Some stocks mimic the volatility of the market quite closely, while others demonstrate muted, exagerrated or uncorrelated price movements. Some investors use beta as a measure of how much a certain stock is impacted by market risk (volatility). While we should keep in mind that Warren Buffett has cautioned that 'Volatility is far from synonymous with risk', beta is still a useful factor to consider. To make good use of it you must first know that the beta of the overall market is one. A stock with a beta below one is either less volatile than the market, or more volatile but not corellated with the overall market. In comparison a stock with a beta of over one tends to be move in a similar direction to the market in the long term, but with greater changes in price.

View our latest analysis for SBD Capital

What does SBD's beta value mean to investors?

Looking at the last five years, SBD Capital has a beta of 1.73. The fact that this is well above 1 indicates that its share price movements have shown sensitivity to overall market volatility. If the past is any guide, we would expect that SBD Capital shares will rise quicker than the markets in times of optimism, but fall faster in times of pessimism. Beta is worth considering, but it's also important to consider whether SBD Capital is growing earnings and revenue. You can take a look for yourself, below.

CNSX:SBD Income Statement, February 18th 2020

Could SBD's size cause it to be more volatile?

SBD Capital is a rather small company. It has a market capitalisation of CA$1.7m, which means it is probably under the radar of most investors. It takes less money to influence the share price of a very small company. This may explain the excess volatility implied by this beta value.

What this means for you:

Since SBD Capital has a reasonably high beta, it's worth considering why it is so heavily influenced by broader market sentiment. For example, it might be a high growth stock or have a lot of operating leverage in its business model. In order to fully understand whether SBD is a good investment for you, we also need to consider important company-specific fundamentals such as SBD Capital’s financial health and performance track record. I urge you to continue your research by taking a look at the following:

  1. Financial Health: Are SBD’s operations financially sustainable? Balance sheets can be hard to analyze, which is why we’ve done it for you. Check out our financial health checks here.
  2. Past Track Record: Has SBD been consistently performing well irrespective of the ups and downs in the market? Go into more detail in the past performance analysis and take a look at the free visual representations of SBD's historicals for more clarity.
  3. Other High-Performing Stocks: Are there other stocks that provide better prospects with proven track records? Explore our free list of these great stocks here.
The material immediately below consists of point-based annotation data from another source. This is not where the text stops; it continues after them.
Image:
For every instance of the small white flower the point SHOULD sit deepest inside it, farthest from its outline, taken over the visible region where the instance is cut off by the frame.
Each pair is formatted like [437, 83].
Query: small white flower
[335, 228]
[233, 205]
If you spot an error that warrants correction, please contact the editor at editorial-team@simplywallst.com. This article by Simply Wall St is general in nature. It does not constitute a recommendation to buy or sell any stock, and does not take account of your objectives, or your financial situation. Simply Wall St has no position in the stocks mentioned.

We aim to bring you long-term focused research analysis driven by fundamental data. Note that our analysis may not factor in the latest price-sensitive company announcements or qualitative material. Thank you for reading.